Sitting off to the left of Gothic House is the Carnegie Library, built in 1907 by Andrew Carnegie (1835 – 1919), the famous Scottish/American Industrialist originally from Dunfermline, Fife (where a statue of him stands) who provided money all over the UK for public libraries, and we have encountered many of them so far in our travels.
Both of these buildings are in a square arranged around St James’s Church which I talked about earlier in this post.
One more road separated us from the train station, and the spire of the Church on the left is visible behind Gothic House in the previous picture. This is Cannon Street, and you might have noticed that the Church, called the Baptist Church, is very similar to St John’s, with the small turrets around the base of the spire which again looks like it was an afterthought.

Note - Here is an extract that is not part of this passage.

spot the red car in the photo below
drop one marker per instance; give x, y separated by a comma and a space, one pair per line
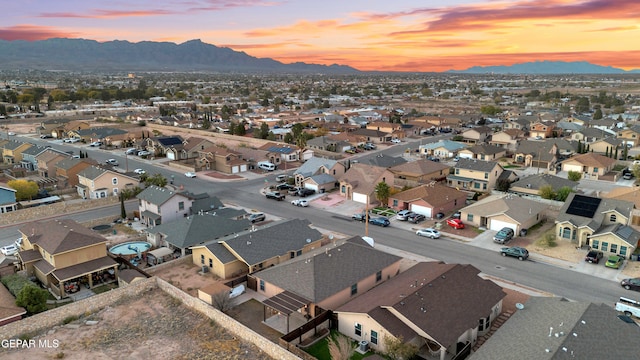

The Baptist Church dates back to 1873, and is also made out of rock faced with sandstone, making the two churches almost identical. Sadly it was looking a bit worse for wear when we visited, as it was boarded up, along with the building directly opposite it, the old Conservative Club (the 2nd building along on the right) built between 1890 and 1891. This building would look fantastic if it was restored, but I fear that would take a lot of funding to achieve.
There is one other building of note in this picture, number 21 Cannon Street, on the right hand side at the very edge of the picture. It was built as a Town House sometime around 1860, and is built in the same lovely sandstone that makes Accrington such a joy to explore. It is one of numerous similar examples around the town.
So that was Accrington, a pleasant little town in the East of Lancashire that has made history in various fields, and has stunning architecture on almost every street. We have been meaning to come here for a while as we have passed through the town a few times on the train heading for various destinations in both Lancashire and Yorkshire. Direct trains from Blackpool – York (via Preston, Blackburn, Burnley, Hebden Bridge, Halifax, Bradford and Leeds) serve the town, as well as local services between Blackpool – Colne (via Preston, Blackburn, Burnley and Nelson), and of course the new services to Manchester will begin by the end of the year.
Local buses can also take you to any of the local towns with Blackburn and Burnley being the closest. One other attraction in the town that we didn’t get chance to visit is the Haworth Art Gallery, which contains the largest collection of Tiffany Glass in the whole of Europe, created by Louis Comfort Tiffany (1848 – 1933, American artist). The Museum is housed in a beautiful house from 1909, built as the home of William Haworth, and designed by Water Brierly (1862 – 1926). It was later gifted to the town in 1920, and is located on the South side of the City Centre.
We enjoyed our trip to Accrington, and it’s another great addition to our Lancashire Portfolio.